Bugün İstanbul’da, önünde uzun kuyrukların oluşturulduğu Eminönü’ndeki tanınmış kahve dükkânını kuran Kurukahveci Mehmet Efendi, Türk Kahvesini ilk kez kavurup öğüterek Türk toplumuna sunan kişi olarak bilinir. “Kurukahveci Mehmet Efendi Mahdumları” adıyla 1871’de kurulan ve modern ortamlarda toptan Türk Kahvesi üreten tesisler, kahveyi ilk defa depolarda kavurup, geniş çapta üretime geçmiş ve bu lezzeti teknolojik gelişmelere paralel olarak dünyaya taşımıştır. Bu kuruluş bugün Kurukahveci Mehmet Efendi’nin torunları tarafından yaşatılmaktadır.

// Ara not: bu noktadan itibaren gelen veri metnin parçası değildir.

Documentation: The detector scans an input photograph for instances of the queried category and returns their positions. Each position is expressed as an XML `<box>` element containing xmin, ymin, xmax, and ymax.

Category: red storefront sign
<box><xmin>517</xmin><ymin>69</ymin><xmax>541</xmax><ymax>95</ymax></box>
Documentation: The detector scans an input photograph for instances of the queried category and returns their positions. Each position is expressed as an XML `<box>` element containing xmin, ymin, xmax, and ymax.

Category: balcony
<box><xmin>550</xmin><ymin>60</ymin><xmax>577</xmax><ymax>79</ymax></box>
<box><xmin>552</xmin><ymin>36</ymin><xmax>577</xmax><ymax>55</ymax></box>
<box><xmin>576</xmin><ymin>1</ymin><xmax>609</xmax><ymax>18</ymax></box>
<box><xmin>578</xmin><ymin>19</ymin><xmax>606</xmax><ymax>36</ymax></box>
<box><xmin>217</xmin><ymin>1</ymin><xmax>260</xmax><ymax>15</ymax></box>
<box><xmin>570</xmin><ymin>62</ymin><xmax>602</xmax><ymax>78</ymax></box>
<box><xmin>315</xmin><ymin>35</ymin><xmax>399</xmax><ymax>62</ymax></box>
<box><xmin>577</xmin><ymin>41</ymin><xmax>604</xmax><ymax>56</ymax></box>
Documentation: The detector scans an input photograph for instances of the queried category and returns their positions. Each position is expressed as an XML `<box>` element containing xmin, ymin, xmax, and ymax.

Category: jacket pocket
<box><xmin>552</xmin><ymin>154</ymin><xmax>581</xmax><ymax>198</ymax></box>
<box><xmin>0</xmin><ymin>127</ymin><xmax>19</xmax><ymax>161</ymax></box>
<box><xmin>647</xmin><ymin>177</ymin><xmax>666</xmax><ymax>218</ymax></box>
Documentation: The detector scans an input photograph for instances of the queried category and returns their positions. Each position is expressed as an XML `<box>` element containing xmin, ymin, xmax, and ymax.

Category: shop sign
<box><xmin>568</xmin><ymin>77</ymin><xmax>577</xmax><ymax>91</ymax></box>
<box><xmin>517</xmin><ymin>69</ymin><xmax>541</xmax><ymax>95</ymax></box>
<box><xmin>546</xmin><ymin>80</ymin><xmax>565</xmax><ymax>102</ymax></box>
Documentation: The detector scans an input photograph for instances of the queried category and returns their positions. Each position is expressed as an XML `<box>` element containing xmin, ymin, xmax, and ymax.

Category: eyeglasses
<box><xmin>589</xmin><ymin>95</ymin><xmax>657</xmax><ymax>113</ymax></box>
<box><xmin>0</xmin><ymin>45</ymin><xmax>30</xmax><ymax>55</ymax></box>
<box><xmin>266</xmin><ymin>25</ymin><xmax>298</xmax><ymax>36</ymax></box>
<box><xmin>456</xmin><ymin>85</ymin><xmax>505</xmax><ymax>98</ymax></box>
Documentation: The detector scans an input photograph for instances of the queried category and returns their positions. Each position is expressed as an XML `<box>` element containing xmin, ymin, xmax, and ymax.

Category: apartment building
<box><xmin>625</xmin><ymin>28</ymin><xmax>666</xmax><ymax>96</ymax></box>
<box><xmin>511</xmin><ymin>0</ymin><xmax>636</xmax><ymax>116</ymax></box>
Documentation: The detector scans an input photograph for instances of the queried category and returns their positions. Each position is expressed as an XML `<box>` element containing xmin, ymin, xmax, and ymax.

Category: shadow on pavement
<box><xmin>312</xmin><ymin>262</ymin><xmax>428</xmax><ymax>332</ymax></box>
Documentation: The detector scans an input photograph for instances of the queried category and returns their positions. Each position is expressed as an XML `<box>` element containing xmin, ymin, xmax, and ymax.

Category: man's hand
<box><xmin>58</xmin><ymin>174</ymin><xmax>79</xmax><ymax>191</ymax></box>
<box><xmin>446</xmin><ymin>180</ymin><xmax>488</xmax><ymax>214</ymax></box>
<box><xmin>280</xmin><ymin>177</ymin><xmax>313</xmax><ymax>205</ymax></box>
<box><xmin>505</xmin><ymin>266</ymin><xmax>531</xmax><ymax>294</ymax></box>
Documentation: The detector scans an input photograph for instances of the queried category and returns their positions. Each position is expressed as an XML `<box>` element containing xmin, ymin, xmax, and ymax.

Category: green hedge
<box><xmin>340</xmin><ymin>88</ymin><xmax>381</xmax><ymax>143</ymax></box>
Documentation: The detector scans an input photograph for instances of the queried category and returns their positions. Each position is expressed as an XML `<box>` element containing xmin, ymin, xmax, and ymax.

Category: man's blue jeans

Kahvenin popüler hale gelmesi, aslında bizim için geleneksel bir içeceğin kahvehanelere ve bugün “cafe”lere taşınmasıyla olmuştur. Kahvehaneler, yalnızca çay ya da kahve içilen yerler olmanın çok ötesinde, özellikle sosyalleşme mekanı olarak değerlendirilmelidir. Uzun soluklu tarihi içinde, ülkemizde kahvehanelerin “özellikle saygın ve itibarlı insanların bulunmaması gereken bir mekan olarak devlet tarafından etiketlendiği”ni belirten Özkoçak, kahvehanelerin uzun zaman şehirde her türlü asayişi bozan ve cinsel ahlaksızlıkları tetikleyen yerler olarak kabul edildiğini vurgulamaktadır. Kahvehaneler, özellikle Osmanlı döneminde halkı kışkırtan dedikoduların üretildiği ve devletin eleştirildiği yerler olarak algılanmıştır.